スーパーに行くと”買ってください!”と言わんがばかりに色々な種類のビールが並べられています。ビール好きの私は、せっかくなのでと、毎日せっせと飲んでいます。
なんでこんなに種類があるのだろう?とよく見たら、カンボジア製だけでなく、タイやベトナム、ラオスなどのビールも普通に(カンボジア製とほぼ同じ値段で)売られていました。1本0.4〜0.7ドルくらいです。アサヒはカンボジアに工場を持っているので、スーパードライも0.6ドルです。でも、カンボジア製のスーパードライはものすごく不味い! キリンは工場を持っていないはずなのに、一番絞りでも1.2ドル。エビスでも1.3ドルです。ラベルは全部日本語で、どう見ても日本製なのに、この値段はすごく不思議です。
5.食事はおいしい!
やっぱり東南アジア。食事はまったく抵抗がありません。
主食は米で、それにスープ(だいたい酸っぱい)と、豚肉or牛肉と野菜の炒め物、または揚げ魚といったところでしょう。タイ料理ほど辛くはないです。基本的においしいのですが、スープにも炒め物にもパイナップルが入っているのには、まだ抵抗を感じます。鶏肉よりは牛・豚料理の方が多くて、そして、魚もたくさん食べるのが意外でした。カンボジアの真ん中に大きな湖(トレサップ湖)があり、ここでたくさんの魚が取れるそうです。

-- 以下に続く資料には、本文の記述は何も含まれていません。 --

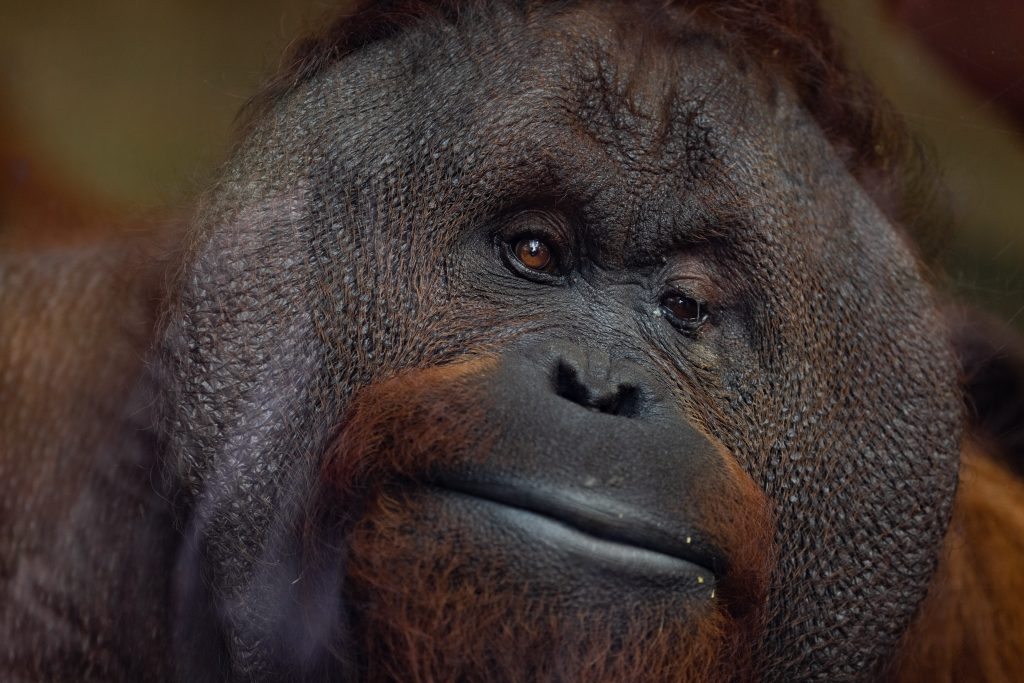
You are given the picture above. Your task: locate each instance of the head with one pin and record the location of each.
(556, 340)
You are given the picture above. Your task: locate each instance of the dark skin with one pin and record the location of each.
(558, 344)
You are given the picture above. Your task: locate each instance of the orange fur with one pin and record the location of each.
(971, 627)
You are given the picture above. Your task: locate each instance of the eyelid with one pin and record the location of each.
(552, 228)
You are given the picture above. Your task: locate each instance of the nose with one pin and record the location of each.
(594, 380)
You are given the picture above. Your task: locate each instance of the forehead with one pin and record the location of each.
(642, 119)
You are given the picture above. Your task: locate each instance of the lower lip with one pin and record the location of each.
(561, 538)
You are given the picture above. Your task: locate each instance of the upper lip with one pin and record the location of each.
(596, 515)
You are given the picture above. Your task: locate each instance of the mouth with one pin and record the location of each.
(593, 528)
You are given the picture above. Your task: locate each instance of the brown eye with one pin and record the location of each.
(536, 255)
(683, 309)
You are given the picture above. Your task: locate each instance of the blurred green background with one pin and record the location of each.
(133, 101)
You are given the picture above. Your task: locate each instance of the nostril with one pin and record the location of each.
(568, 386)
(624, 400)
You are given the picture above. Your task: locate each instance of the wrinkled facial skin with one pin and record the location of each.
(361, 236)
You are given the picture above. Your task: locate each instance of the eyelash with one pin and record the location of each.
(671, 306)
(512, 260)
(684, 312)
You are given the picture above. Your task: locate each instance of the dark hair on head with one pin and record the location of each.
(793, 37)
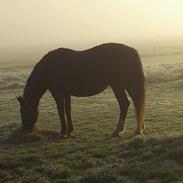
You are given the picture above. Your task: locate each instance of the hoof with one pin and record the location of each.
(115, 134)
(69, 133)
(139, 132)
(62, 136)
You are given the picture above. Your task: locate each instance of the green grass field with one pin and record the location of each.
(90, 155)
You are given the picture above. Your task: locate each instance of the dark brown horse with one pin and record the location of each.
(66, 73)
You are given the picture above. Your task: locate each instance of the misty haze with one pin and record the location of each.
(106, 139)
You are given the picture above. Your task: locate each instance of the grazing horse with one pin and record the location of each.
(65, 73)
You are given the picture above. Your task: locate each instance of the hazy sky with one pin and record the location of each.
(80, 23)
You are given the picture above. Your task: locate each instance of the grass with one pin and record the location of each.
(90, 155)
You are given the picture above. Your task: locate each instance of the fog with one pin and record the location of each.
(47, 24)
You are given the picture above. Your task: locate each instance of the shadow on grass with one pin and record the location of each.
(143, 160)
(18, 136)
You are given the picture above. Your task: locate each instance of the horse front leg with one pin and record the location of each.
(60, 101)
(68, 114)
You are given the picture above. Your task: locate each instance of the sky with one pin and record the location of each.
(82, 23)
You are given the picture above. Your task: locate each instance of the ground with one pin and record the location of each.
(90, 154)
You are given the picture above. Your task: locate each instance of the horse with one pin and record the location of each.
(66, 72)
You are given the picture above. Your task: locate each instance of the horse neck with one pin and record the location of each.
(34, 90)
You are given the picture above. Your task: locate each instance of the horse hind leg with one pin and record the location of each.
(68, 114)
(123, 104)
(137, 95)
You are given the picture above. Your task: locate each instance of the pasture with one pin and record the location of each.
(90, 154)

9連休を利用して早速アンコールワットに行ってきました。
9連休を利用して早速アンコールワットに行ってきました。
6.祭日が多過ぎ!
私が今まで行った国の中で、祭日が一番多いところです。数えたら、1年に25日もありました。しかも、日曜だけでなく土曜に祭日が当たったときも、月曜が振替休日になります。
9月下旬は、日本で言うお盆休みがありました。全国的には5連休(土〜水)だったのですが、地雷対策センターは作業員の仕事の都合上、木・金まで休みとなり、なんと!土曜から翌日曜までの9連休でした。長過ぎです! 11月にも再び9連休があります。休みは嬉しいですが、多過ぎるのも考えものですね。
休日のプノンペンの街並み。平日の交通量はこの10倍はあります。
休日のプノンペンの街並み。平日の交通量はこの10倍はあります。
以上、徒然なるままにお伝えしたカンボジア便りでした。他の東南アジアの国々と同様、カンボジアも現在激しく経済発展しています。私の大好きなビールも、着任してたったの1ヶ月半でもう値上がりしました。今回の任期は来年3月中旬まで。帰国する頃には、カンボジアに対する印象も違ったものになっているかもしれません。